Sunday, October 17, 2010

Peripatetic


It comes from the Greek - περιπατητικός (peripatêtikos) and generally has the sense of walking about. I'm spending a part of October wandering about and teaching (mostly). My peripatetic month began by going to Wernersville to see Patient Spiritual Director and meet-up with Robin and Stratoz, then a day later heading off to Princeton - not the University, but the mothership of testing, ETS. Yes, I spent fours days at the home of the PSAT (which Crash and Barnacle Boy took Saturday) and the GRE (my raison d'travel - the GRE subject test in Chemistry)*. Now I'm in Virginia, as a "scholar in residence" doing workshops on contemplative practices and teaching. What does a contemplative stance look like in the classroom? For the teacher?
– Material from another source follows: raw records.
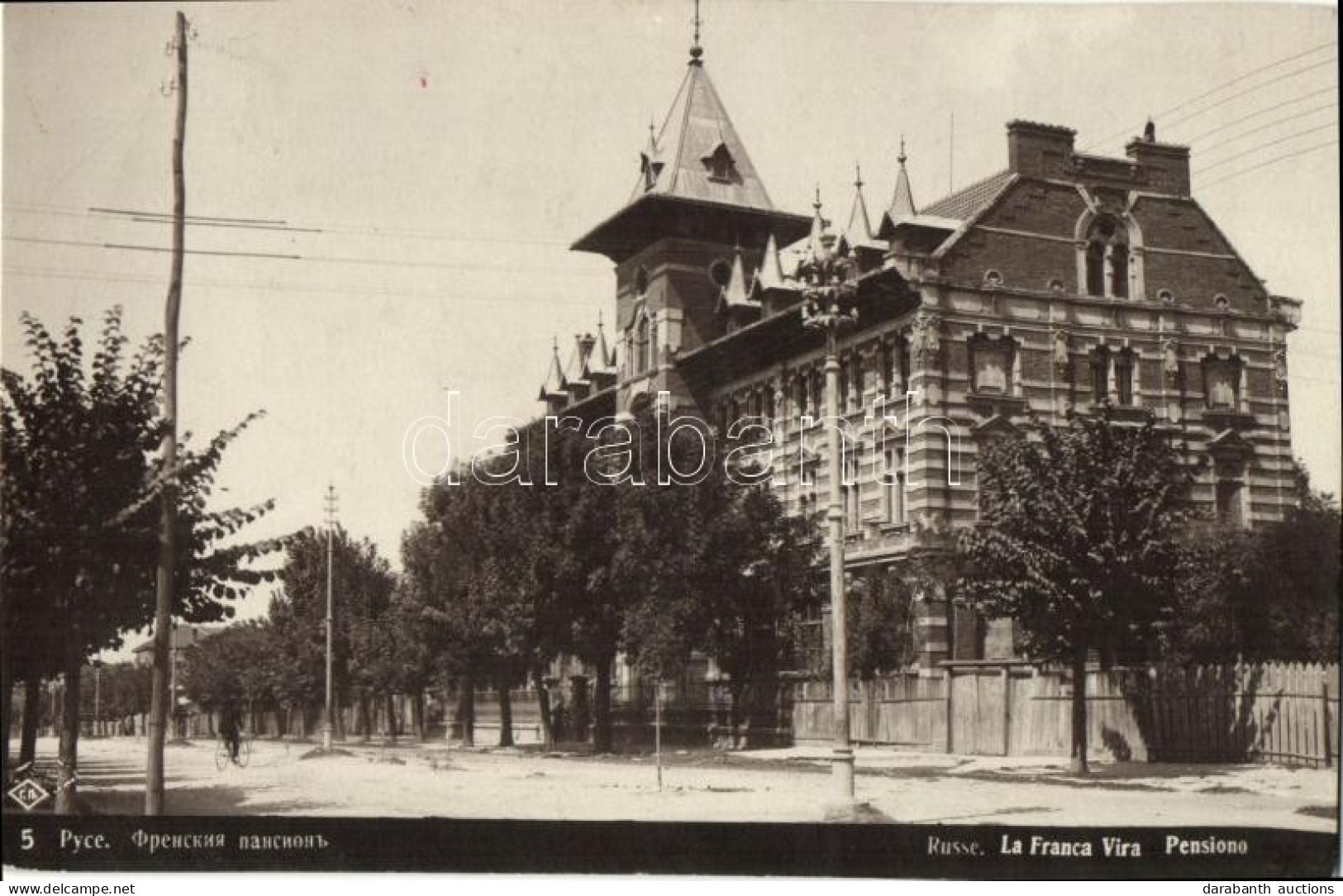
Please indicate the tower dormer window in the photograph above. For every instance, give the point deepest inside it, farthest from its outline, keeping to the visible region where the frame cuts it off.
(992, 361)
(720, 164)
(1106, 258)
(1222, 378)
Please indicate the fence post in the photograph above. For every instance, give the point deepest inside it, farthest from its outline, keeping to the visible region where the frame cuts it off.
(947, 679)
(1325, 702)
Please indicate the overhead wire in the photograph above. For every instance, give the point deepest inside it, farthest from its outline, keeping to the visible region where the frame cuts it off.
(1217, 89)
(1265, 145)
(1268, 161)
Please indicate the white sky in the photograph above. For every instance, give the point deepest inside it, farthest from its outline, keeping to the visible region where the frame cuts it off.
(462, 146)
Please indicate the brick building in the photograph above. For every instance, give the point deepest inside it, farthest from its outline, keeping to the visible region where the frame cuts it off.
(1063, 281)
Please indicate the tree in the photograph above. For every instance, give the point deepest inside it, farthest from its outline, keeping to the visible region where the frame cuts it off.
(512, 574)
(361, 590)
(880, 623)
(1079, 541)
(234, 666)
(81, 528)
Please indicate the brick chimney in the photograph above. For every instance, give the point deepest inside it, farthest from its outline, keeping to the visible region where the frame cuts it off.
(1166, 164)
(1038, 150)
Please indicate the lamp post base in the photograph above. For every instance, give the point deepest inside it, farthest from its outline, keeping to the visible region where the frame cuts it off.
(842, 805)
(841, 774)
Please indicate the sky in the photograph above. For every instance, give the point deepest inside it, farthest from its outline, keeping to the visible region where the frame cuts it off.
(433, 163)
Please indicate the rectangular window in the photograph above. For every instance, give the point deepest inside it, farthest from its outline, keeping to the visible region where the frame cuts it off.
(1222, 386)
(852, 498)
(1124, 379)
(1231, 494)
(1100, 375)
(895, 487)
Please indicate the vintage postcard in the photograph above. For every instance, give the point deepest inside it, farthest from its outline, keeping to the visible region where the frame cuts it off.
(702, 436)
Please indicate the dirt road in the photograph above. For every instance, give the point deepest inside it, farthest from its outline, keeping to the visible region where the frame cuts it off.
(780, 784)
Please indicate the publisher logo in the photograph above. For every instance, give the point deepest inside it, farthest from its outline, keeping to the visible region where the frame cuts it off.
(28, 794)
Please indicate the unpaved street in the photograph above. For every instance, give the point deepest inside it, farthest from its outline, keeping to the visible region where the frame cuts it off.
(778, 784)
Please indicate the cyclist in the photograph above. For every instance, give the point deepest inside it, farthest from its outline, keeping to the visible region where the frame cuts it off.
(230, 728)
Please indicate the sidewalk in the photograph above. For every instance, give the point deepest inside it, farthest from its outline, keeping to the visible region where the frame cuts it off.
(774, 784)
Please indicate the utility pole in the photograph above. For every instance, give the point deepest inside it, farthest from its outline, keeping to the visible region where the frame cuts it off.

For the student?

I did a workshop on Saturday with a colleague here (a psychologist) on writing memoir. Since we took turns leading, it meant that I enjoyed a bit of contemplative writing space as well. The feedback on the workshop was positive, I'd not done anything quite like this before; it was a lovely group, still and lively by turns!

There are more travels to come, I'm not back home longer than it takes to unpack and repack until the calendar flips to November.


*Urban spiritual director (who filled in for Patient SD while he was on sabbatical and I suppose now really needs a new blog name) noted that he'd never thought about it, but someone must write the questions for these things. Photo is of a statue of St. Ignatius, the Pilgrim (source? unknown...)

1 comment:

  1. At first I thought you'd borrowed that photo from me. There's one in the garden of the Jesuit Center at Guelph -- here, several entries: http://searchthesea.blogspot.com/search/label/Guelph.
    But now that I think of it, I think maybe it's a copy. Or maybe not. Well, someone will know.